"Selain itu jumlah sparepart pesawat di pasar global juga terbatas karena pabriknya belum bisa berproduksi penuh dan supply chain bahan bakunya juga terhambat karena adanya krisis geopolitik seperti perang Ukraina-Rusia, Israel-Hamas, Laut China Selatan, dll," kata Gatot.
"Jadi selain mahal, barangnya juga tidak ada. Contohnya untuk pesawat ATR 72 itu sampai sekarang sparepart-nya langka, jadi banyak pesawatnya yang tidak bisa diterbangkan. Misalnya punya Wings dan Citilink itu. Kalau mau menambah pesawat, kondisinya juga sama. Barangnya langka dan harganya mahal," jelasnya.
Isu Tarif
Di lain sisi, lanjut Gatot, persoalan tarif tiket maskapai penerbangan masih kerap kali jadi tantangan. Pemerintah meminta tarif turun, tetapi maskapai merasa tidak dapat memenuhi permintaan tersebut dan tetap menjual harga di level tarif batas atas (TBA).
"Kalau jumlah penerbangan sedikit, penumpang yang ada pasti akan naik pesawat yang tersedia. Cuma kendalanya adalah tarifnya tidak naik, bahkan pemerintah malah minta turun. Namun, sepertinya maskapai sudah tidak bisa menuruti pemerintah lagi, jadi tetap jual [tiket] di harga TBA."

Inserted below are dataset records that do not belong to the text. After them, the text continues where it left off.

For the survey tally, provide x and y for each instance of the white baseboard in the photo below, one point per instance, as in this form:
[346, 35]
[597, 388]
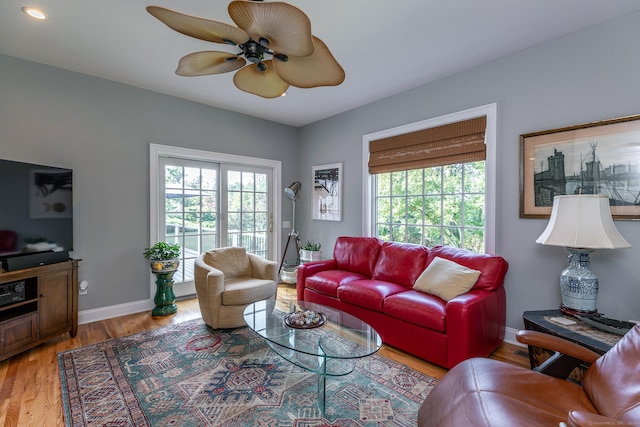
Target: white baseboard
[510, 337]
[102, 313]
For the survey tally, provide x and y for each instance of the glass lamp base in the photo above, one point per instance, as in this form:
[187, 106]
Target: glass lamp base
[578, 284]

Untuk medukung maskapai dalam industri penerbangan, Gatot menyarakan dua solusi bagi pemerintah. Pertama, meningkatkan pendapatan dengan menaikkan TBA sehingga pendapatan maskapai lebih tinggi dari biaya operasional.
Kedua, mengurangi biaya melalui upaya penguatan rupiah terhadap dolar AS, menyediakan bahan bakar dengan harga murah, mempermudah impor suku cadang, dan menghapus pajak-pajak tertentu sehingga biaya menjadi lebih rendah dari pendapatan dan maskapai bisa mendapatkan keuntungan.

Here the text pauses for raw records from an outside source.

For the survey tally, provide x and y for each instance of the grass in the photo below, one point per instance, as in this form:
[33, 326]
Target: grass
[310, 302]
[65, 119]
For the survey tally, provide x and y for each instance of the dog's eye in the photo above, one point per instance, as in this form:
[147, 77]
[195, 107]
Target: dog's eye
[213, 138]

"Kondisi saat ini sebenarnya juga peluang bagi moda transportasi lain untuk menambah frekuensi operasional sehingga bisa mengangkut penumpang yang selama ini naik pesawat. Harusnya pemerintah melihat peluang itu, dan bukan justru menekan maskapai terus," ujarnya.

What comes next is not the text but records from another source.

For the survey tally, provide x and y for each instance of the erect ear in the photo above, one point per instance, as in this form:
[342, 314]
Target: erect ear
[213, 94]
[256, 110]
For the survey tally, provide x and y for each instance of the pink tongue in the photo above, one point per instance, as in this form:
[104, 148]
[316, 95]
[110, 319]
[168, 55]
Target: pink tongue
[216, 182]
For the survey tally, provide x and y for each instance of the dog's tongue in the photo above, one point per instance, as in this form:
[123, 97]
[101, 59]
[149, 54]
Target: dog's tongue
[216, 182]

Sebelumnya, Direktur Utama PT Garuda Indonesia (Persero) Tbk (GIAA) Irfan Setiaputra juga mengakui tren pelemahan nilai tukar rupiah terhadap dolar AS belakangan ini membawa efek negatif terhadap industri penerbangan di dalam negeri.
Terlebih, menurutnya, Garuda Indonesia merupakan maskapai penerbangan yang secara penerimaan pendapatan masih dalam bentuk rupiah, tetapi secara pengeluaran perusahaan mereka menggunakan dolar AS untruk transaksinya.
"Banyak kali lah [tantangan industri penerbangan], yang jelas exchange rate. Kita komponen dolarnya kan gede, ini kalau exchange rate ini kursnya melemah terus kan, kita kan apj-nya banyak rupiah," jelas Irfan selepas ditemui acara Forum Diskusi Asosiasi Pengguna Jasa Penerbangan Indonesia (Apjapi), Kamis (20/6/2024).